Facing the prospect of deadly mines blockading the entire island nation, the wartime Labour government of Prime Minister Peter Fraser swung into action commissioning a fleet of minesweepers to keep New Zealand ports open. Based on a Royal Navy coal-fired trawler design from WW1, the Castle-class minesweepers proved quick to build in shipyards around the country. The thirteenth and very last of her class to be laid out, the HMNZS Waiho was built by Stevenson & Cook Engineering in Port Chalmers and launched on 19 February 1944. At 447 tons she was powered by a coal-fired, single shaft reciprocating engine delivering 480 IHP for a maximum speed of 10.5 knots. With a complement of 27 crew members she was armed with a single ‘12 pounder’ naval gun, 20 depth charges and ASDIC sonar developed by the MoD's 'Anti-Submarine Detection Investigation Committee'. Her minesweeping equipment consisted of kilometre-long trailing cables for hooking mines, and dan marker buoys for marking cleared waters.
Named after the Waiho (Waiau) glacier-fed river that starts at the terminus of the Kā Roimata-a-Hinehukatere Franz Josef Glacier in Te Waipounamu South Island’s Westland, she entered service with the 194th Auxiliary Minesweeping Group at Auckland on 29 June 1944, taking part in daily mine sweeps of Waitemata Harbour. A year later in June 1945, with the war against Imperial Japanese forces still raging in the Pacific theatre, the Waiho sailed for Ōhinehou Lyttelton to search for and clear the harbour of any mines.
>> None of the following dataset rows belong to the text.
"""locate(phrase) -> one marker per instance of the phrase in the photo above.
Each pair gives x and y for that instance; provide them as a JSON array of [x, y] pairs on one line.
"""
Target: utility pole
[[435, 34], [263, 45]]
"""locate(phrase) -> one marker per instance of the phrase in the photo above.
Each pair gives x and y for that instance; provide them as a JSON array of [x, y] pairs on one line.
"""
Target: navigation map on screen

While deployed, apart from the minesweeping patrols, she conducted gunnery and anti-submarine drills, including the use of depth charges that evidently also delivered a bountiful bycatch of what are possibly hāpuku groper (please note that Te Ūaka The Lyttelton Museum does not condone the illegal practice of blast fishing).
After ensuring that Whakaraupō Lyttelton Harbour was free of Nazi mines, the Waiho returned to Auckland on 4 September 1945, just two days after the Japanese formal capitulation ending WW2. Joining the 25th Minesweeping Flotilla as a danlayer, she assisted in the final sweep of the Hauraki Gulf. With her wartime deployment completed the Waiho was sold to Red Funnel Trawlers Pty Ltd of Sydney in May 1946, renamed the Matong, and began her presumably non-explosive fishing career in June 1947. After ten more gainful years at sea she was laid up in December 1958 and finally scrapped in Singapore in 1964, although her hull’s double bottom apparently lived on as a pontoon.